The content item version number: typically 0 for the initial version, 1 for the first version, 2 for the second version and so on. The higher the number, the more recent the content item's version.

  • For text stories, this is the version of the story revision, which indicates where the story is located in the 'story chain'.
  • For other media types (for example, pictures, graphics and video), this is the version of the item metadata; for example, an image caption. Typically, significant changes to the binary asset (such as a picture) are published as a new content item.

Note

The version number is incremented when there are changes to the story body or item metadata (for example, an image caption), or new curated media is added to the story.
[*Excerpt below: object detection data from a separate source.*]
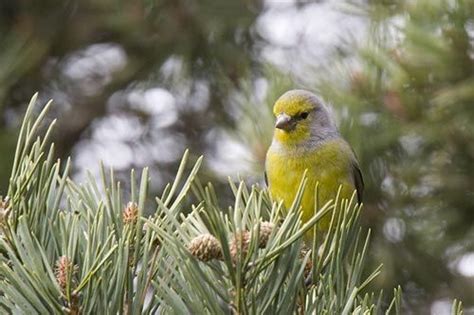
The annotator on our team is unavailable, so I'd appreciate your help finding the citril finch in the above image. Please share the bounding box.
[265,90,364,237]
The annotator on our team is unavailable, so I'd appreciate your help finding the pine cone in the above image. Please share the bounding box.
[188,234,222,261]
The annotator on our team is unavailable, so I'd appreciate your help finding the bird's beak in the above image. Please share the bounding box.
[275,113,295,131]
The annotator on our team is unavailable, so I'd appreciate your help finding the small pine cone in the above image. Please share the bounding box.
[300,248,313,278]
[122,202,138,224]
[0,196,10,226]
[229,231,250,262]
[258,221,275,248]
[188,234,222,261]
[54,256,78,293]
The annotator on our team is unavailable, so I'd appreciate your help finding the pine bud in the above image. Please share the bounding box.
[54,256,78,293]
[300,248,313,278]
[0,196,10,226]
[122,202,138,224]
[258,221,275,248]
[229,231,250,262]
[188,234,222,261]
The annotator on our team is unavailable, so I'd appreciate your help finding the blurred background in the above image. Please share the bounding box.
[0,0,474,314]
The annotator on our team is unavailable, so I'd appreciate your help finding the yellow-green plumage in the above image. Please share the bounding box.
[266,90,363,236]
[267,139,355,229]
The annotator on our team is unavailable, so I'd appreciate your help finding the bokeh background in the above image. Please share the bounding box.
[0,0,474,314]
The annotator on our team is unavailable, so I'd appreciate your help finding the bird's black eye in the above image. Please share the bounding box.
[300,112,309,119]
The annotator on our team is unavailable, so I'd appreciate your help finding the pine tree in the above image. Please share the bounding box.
[0,96,414,314]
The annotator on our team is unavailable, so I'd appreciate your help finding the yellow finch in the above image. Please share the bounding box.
[265,90,364,236]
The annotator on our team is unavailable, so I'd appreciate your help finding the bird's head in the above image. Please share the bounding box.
[273,90,337,145]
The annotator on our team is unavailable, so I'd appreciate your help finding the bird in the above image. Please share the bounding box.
[265,90,364,239]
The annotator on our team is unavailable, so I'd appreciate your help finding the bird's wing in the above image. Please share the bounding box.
[352,161,364,203]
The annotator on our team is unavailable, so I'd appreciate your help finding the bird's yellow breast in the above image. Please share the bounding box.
[266,139,355,229]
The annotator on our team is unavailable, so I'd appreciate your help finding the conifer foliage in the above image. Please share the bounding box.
[0,96,456,314]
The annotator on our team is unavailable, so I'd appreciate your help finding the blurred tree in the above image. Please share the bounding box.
[0,0,262,193]
[314,0,474,314]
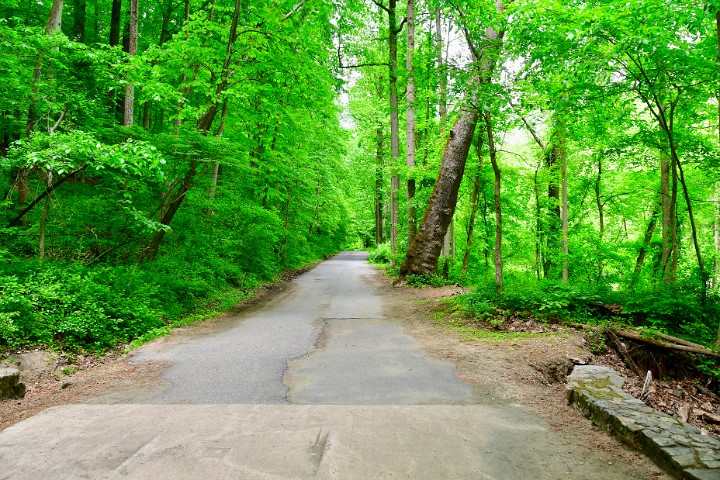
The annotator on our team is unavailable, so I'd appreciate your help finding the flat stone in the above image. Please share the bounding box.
[685,468,720,480]
[568,366,720,480]
[0,368,25,400]
[568,365,625,388]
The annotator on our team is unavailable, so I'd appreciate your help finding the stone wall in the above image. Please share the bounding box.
[567,365,720,480]
[0,368,25,400]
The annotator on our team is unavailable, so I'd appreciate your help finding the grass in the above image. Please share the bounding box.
[125,290,254,353]
[433,312,548,342]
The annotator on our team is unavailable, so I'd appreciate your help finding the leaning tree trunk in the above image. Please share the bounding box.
[398,0,503,281]
[462,135,482,276]
[485,112,503,295]
[387,0,402,264]
[400,106,480,279]
[123,0,138,127]
[405,0,417,244]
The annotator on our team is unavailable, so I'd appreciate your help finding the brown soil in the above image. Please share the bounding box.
[0,270,669,479]
[383,283,670,479]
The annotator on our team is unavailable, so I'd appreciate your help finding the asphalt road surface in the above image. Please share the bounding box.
[0,252,664,480]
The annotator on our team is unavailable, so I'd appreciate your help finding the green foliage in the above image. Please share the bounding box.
[405,274,451,287]
[368,243,392,264]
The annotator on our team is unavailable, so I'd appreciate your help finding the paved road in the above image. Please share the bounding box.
[129,252,473,405]
[0,252,668,480]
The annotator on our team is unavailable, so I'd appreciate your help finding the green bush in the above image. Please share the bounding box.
[368,243,392,264]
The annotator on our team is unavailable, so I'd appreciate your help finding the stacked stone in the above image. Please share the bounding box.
[0,368,25,400]
[567,365,720,480]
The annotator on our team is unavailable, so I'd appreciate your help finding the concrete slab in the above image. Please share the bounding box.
[0,405,643,480]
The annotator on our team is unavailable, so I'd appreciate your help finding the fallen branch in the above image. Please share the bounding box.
[583,325,720,358]
[605,328,642,377]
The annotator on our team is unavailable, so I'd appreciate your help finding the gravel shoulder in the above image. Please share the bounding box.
[0,258,669,478]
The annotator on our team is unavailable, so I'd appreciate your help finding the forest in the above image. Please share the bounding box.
[0,0,720,364]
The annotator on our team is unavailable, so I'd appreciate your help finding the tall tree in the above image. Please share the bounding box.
[405,0,417,244]
[399,1,503,279]
[123,0,138,127]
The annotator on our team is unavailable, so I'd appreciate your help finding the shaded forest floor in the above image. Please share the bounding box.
[0,275,704,478]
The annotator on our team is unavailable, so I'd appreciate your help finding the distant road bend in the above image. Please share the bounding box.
[0,252,664,480]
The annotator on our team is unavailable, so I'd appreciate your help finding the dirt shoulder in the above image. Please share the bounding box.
[382,281,670,479]
[0,266,668,478]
Unlike ETag, the version number does not reflect other possible changes to the content item; for example, the addition of new video renditions due to their processing time. However, the version number may be useful for placing a story in the specific location in the 'story chain' if you are tracking all versions of the story for news management using the versions=all parameter in your feed request.

How can I determine if a content item is a new revision of one previously downloaded?

If the Item ID value matches one that you previously ingested, but the ETag value for that item differs from the ETag of the previously downloaded item, download and overwrite the previous revision. For more information, see Using ETags and Client Caching for Managing Revisions and Duplicates.

How can I determine if a content item is a duplicate of one previously downloaded?

If the Item ID value matches one that you previously downloaded, and the ETag value for that item matches the ETag of the previously downloaded item, the item is a duplicate, and you do not need to download it again. For more information, see Using ETags and Client Caching for Managing Revisions and Duplicates.

Using ETags and client caching to manage revisions and duplicates

It is recommended that your client application cache a response received from the AP Media API server and then use ETags returned by the API to ensure that you download the same content item more than once only if it has become outdated.

Since the ETag value serves as a unique token for each revision of a content item, it can be used by caching applications to determine if their cache is up-to-date.

Tip

Caching and reusing previously retrieved content also helps optimize performance.

Detecting duplicates using a cache key with ETag validation

When caching content items returned in the Search, Feed or Item Metadata responses or linked items referenced in associations (for example, linked media and Top Headline stories), select a cache key based on ItemID (altids.itemid).

Tip

If you are requesting multiple versions of the content item using the versions=all parameter, select a cache key based on ItemID.Version (altids.itemid and version).

To determine whether the cached document is the latest, use the ETag value (altids.etag) as a validation token:

  • If the value you received from the API matches the value stored in the cache, use the cached document.
  • Otherwise, retrieve the item again and update the cached document and its ETag token.

Detecting duplicates using conditional Item Metadata requests

Note

This section is applicable only to processing responses returned by the Item Metadata method. It provides an alternative to using the cache key described in the previous section.

In addition to returning the ETag value in altids.etag, the Item Metadata method also returns the ETag in the standard HTTP Etag header; for example:

HTTP/1.x 200 OK
... 
Etag: "d5787d1366ae4ca095b936d77c0864b4_0a1aza0c0"

Your client application can cache the ETag value and then send it in the standard HTTP "If-None-Match" header as a conditional request to the AP Media API server to ensure that the cached document is the latest version.

If the client's document is the latest (based on the ETag value), the server sends back the HTTP/304 Not Modified header without the response body. The client then reuses the cached document.

Alternatively, if the client's document is outdated, the server sends back the HTTP/200 OK header and the new response body. The client then uses the new response body and caches it for later reuse.